A metade do século passado foi marcada na América Latina pela Revolução Cubana. Cuba foi o pivô da maior crise ocorrida durante Guerra Fria. A firmeza de Kennedy e a sensatez daquele camponês esperto Nikita Kruschev conjuraram o conflito nuclear. Como hipotecas ficaram a retirada de armas nucleares da Turquia e o compromisso dos Estados Unidos de não invadirem Cuba.
Dois homens marcaram profundamente a história da América Latina: Bolívar e Fidel. Bolívar com seu sonho integracionista e seu memorável carisma. Fidel é o herói dos tempos modernos. A revolução romântica contra a ditadura, movida pelos ideais de liberdade desfraldados
Vivi intensamente o período inaugural do que agora parece chegar ao fim. Fizemos discursos inflamados. Vitoriosa a luta, nós da UDN do fim dos anos 50, Carlos Lacerda à frente, convidamos os vencedores cubanos para virem ao Brasil explicar o que fora a caminhada para a democracia. Participei do Comício da Candelária e ouvi Fidel, teatralmente, parar seu discurso e indagar: "¿Como voy, Camilo?". "Vas bien, Fidel". Camilo (Cienfuegos) era dos comandantes da Sierra Maestra.
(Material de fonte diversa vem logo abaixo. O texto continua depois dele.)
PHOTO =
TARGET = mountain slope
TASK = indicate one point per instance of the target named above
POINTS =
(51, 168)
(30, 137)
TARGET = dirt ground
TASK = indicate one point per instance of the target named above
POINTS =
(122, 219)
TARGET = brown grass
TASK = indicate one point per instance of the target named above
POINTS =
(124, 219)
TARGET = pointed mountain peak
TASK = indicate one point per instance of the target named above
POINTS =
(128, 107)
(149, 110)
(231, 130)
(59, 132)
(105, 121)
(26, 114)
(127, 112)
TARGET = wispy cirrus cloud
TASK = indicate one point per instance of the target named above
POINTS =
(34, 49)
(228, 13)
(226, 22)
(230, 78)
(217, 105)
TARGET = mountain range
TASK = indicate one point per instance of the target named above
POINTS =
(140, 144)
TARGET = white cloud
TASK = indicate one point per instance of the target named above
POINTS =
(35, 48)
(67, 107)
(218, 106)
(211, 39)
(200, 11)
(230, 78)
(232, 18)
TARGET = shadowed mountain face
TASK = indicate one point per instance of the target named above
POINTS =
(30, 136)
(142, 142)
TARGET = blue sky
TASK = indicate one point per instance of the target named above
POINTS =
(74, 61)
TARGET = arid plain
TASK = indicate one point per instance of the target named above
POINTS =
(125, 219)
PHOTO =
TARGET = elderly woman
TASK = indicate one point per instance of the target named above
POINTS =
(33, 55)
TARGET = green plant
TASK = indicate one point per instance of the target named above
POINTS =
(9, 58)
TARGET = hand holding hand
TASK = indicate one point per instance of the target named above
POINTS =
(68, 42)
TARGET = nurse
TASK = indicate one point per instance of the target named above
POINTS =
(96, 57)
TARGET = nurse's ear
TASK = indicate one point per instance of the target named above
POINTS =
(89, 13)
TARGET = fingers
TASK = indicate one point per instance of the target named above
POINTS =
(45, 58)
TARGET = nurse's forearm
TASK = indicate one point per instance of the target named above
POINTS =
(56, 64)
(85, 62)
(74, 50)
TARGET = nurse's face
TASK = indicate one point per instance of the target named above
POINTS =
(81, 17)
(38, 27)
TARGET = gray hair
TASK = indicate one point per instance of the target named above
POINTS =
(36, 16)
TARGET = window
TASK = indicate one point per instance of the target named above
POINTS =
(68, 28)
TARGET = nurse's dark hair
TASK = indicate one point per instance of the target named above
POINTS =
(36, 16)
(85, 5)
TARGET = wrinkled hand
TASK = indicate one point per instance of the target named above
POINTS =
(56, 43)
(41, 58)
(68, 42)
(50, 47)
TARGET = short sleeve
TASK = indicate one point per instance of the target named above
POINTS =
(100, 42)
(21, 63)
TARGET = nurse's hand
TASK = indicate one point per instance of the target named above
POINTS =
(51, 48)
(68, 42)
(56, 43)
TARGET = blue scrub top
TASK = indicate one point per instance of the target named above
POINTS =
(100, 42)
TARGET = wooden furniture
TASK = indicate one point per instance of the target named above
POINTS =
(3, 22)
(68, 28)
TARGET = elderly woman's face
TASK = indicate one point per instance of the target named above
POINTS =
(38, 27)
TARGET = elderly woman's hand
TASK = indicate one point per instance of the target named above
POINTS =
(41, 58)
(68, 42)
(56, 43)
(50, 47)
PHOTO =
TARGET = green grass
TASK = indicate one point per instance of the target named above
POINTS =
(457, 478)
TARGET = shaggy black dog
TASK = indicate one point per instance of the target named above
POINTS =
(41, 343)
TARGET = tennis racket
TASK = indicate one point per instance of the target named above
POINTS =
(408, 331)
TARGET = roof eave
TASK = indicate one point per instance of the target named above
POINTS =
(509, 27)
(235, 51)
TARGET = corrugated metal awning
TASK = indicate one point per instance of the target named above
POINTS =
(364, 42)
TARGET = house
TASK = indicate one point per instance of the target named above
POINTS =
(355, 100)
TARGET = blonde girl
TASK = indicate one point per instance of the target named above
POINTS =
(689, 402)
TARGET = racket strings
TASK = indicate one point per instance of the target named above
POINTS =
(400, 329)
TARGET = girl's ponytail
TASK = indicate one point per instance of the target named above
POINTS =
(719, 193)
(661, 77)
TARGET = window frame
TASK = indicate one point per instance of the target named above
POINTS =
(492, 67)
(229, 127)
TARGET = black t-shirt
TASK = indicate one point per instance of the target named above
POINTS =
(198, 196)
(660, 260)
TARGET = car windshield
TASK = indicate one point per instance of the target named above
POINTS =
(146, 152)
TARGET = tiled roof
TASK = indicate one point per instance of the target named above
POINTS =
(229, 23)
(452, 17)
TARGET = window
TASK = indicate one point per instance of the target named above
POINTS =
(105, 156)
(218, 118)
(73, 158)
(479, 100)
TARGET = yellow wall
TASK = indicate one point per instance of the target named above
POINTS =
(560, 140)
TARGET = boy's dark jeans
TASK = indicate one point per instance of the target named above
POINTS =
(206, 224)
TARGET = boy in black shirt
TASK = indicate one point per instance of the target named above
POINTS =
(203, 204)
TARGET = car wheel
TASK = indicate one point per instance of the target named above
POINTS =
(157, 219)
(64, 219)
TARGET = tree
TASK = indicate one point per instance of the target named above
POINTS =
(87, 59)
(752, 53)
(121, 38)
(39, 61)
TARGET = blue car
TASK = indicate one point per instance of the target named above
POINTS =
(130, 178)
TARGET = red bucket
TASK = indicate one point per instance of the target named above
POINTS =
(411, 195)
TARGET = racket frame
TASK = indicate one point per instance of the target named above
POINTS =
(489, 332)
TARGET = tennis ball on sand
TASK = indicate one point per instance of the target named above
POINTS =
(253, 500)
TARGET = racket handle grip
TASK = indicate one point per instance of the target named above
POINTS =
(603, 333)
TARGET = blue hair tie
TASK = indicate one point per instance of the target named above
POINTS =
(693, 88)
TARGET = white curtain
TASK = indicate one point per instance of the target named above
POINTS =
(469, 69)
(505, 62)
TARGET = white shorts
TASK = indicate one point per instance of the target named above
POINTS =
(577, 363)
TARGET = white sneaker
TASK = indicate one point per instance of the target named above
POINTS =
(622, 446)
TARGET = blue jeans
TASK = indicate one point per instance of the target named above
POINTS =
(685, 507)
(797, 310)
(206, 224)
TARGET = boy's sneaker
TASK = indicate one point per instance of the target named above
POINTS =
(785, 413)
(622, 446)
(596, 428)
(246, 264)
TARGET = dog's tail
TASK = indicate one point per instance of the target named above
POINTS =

Por coincidência estava nas Nações Unidas, em 1961, quando Raul Roa anunciou a adesão de seu país ao comunismo. Foi um Deus nos acuda, mas era o caminho previsível para os jovens revolucionários, que já se orientavam nitidamente para a esquerda. Vieram o vexame da Baía de Porcos, a crise dos foguetes e a consolidação de Cuba como pólo de irradiação do movimento comunista.
Cuba sobreviveu à União Soviética. Fidel envelheceu. Conheci-o com certa intimidade. Pude aquilatar o quanto de mito já existia nesse homem que se convertera em referência mundial do embate contra o gigante americano. Reatei relações do Brasil com Cuba e fui o primeiro a propor sua entrada no sistema americano na Reunião do Grupo dos Oito em Acapulco.
É com a visão desse passado que vejo seu corpo dar avisos de fragilidade. Dos grandes homens o que vale não é verdadeiramente sua vida, mas a simbologia da vida. Desgarram-se deles, por vezes, as manchas cruéis da existência.
Fidel Castro hoje é uma figura que pertence à História, assim como Bolívar. Sua densidade não nasce do martírio, como Che Guevara, mas da construção de uma idéia força.
Como Ortega, antes, na Nicarágua, Chávez busca o posto e a aura de Fidel. Objetivos impossíveis de serem atingidos. Falta ao presidente venezuelano biografia e sobra-lhe petróleo.